Indeed, of the 3.3GW of battery storage capacity that secured contracts in the recent T-4 auction, 1.7GW of this was battery storage with durations of two hours or more, signalling increased investment and a shift to larger systems.
Battery storage companies such Gresham House Energy Storage Fund have begun to eye two hour durations due to the trading opportunities becoming at least as profitable as shorter durations, while Harmony Energy recently lauded the value of two hour durations, stating it allows the company to take advantage of increases in wholesale market revenue opportunities.
LCP went on the highlight what it said are some key factors for investors to consider in the battery storage space.
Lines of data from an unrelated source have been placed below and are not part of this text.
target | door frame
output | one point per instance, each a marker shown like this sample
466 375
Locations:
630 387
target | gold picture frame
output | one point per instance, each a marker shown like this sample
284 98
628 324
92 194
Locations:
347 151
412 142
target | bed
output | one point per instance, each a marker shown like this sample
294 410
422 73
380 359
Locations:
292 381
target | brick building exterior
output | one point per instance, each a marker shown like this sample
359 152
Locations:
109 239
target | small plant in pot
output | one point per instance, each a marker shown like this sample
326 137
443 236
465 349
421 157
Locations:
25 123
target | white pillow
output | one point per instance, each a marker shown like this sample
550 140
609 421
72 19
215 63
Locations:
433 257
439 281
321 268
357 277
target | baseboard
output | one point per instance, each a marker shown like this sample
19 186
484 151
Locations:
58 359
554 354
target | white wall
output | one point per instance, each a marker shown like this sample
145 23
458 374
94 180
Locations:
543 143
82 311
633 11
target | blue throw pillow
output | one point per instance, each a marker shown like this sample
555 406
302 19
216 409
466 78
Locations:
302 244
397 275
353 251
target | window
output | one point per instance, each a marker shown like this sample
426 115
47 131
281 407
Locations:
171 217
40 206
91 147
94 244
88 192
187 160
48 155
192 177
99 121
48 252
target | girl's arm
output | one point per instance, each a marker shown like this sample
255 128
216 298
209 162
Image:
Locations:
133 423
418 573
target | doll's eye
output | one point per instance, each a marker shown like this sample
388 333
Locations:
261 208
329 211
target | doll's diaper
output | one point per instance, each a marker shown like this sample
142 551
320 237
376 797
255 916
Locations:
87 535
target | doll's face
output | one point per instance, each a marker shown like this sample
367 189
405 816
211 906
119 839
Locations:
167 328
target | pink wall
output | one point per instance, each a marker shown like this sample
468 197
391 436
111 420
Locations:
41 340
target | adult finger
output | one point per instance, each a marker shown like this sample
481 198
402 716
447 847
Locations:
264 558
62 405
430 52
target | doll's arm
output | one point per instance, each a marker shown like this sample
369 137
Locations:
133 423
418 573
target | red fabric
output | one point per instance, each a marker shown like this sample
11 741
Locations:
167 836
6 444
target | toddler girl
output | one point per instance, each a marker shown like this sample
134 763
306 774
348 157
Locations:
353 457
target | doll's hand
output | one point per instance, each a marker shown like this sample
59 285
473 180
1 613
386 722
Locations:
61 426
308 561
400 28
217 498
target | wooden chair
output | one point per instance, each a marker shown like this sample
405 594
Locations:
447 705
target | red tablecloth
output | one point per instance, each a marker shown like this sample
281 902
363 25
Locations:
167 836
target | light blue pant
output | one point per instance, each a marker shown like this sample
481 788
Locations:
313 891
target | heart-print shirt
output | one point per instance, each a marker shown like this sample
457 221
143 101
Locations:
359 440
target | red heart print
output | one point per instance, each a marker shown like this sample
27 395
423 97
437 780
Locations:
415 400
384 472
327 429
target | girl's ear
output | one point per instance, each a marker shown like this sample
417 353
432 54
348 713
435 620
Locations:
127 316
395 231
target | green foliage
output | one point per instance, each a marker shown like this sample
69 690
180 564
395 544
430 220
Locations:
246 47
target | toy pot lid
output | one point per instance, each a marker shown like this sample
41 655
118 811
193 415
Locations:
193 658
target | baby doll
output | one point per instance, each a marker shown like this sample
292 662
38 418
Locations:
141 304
This included needing to be wary in the BM as more battery capacity is added to the market, resulting in the amount of volume that each unit can be expected to deliver reducing.
Investors should also consider co-location of battery storage alongside other renewable energies such as solar to spread their costs over a wider revenue base and maximise the use of limited connection capacity.
While the frequency response market remains attractive, LCP said investors must consider hybrid approaches that optimise between that and energy markets in order to maximise returns, while volatility must be considered as a core component to investors’ revenue stacks and to be bankable.
“We have begun to see new strategies adopted to maximise returns not only from frequency but also from wholesale and balancing markets which offer a great opportunity for investors to stack their revenues,” Matson added.